## Precalculus (6th Edition) Blitzer

The required values are $f\left( g\left( x \right) \right)=x$ and $g\left( f\left( x \right) \right)=x$. And the functions $f\left( x \right)=3x+8$ and $g\left( x \right)=\frac{x-8}{3}$ are inverses of each other.

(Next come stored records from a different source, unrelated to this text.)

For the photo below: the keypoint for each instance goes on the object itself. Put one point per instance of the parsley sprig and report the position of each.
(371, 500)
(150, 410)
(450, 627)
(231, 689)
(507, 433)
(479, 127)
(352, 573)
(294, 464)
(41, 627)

Consider the functions: $f\left( x \right)=3x+8$ and $g\left( x \right)=\frac{x-8}{3}$ The equation for $f$ is given as: $f\left( x \right)=3x+8$ Replace $x$ with $g\left( x \right)$ \begin{align} & f\left( g\left( x \right) \right)=3g\left( x \right)+8 \\ & =3\left( \frac{x-8}{3} \right)+8 \\ & =x-8+8 \\ & =x \end{align} Now, to find $g\left( f\left( x \right) \right)$ Consider the function $g\left( x \right)$: $g\left( x \right)=\frac{x-8}{3}$ Replace $x$ with $f\left( x \right)$ \begin{align} & g\left( f\left( x \right) \right)=\frac{f\left( x \right)-8}{3} \\ & =\frac{\left( 3x+8 \right)-8}{3} \\ & =\frac{3x}{3} \\ & =x \end{align} Because $g$ is inverse of $f$ (and vice-versa), the inverse notation can be used: $f\left( x \right)=3x+8$ and $\text{ }{{f}^{-1}}\left( x \right)=\frac{x-8}{3}$ It can be easily observed that ${{f}^{-1}}$ can be expressed in $f$ by subtracting $8$ and dividing by $3$ . \begin{align} & \text{ }{{f}^{-1}}\left( x \right)=\frac{x-8}{3} \\ & =g\left( x \right) \end{align} Hence, the required values are $f\left( g\left( x \right) \right)=x$ and $g\left( f\left( x \right) \right)=x$. And the functions $f\left( x \right)=3x+8$ and $g\left( x \right)=\frac{x-8}{3}$ are inverses of each other.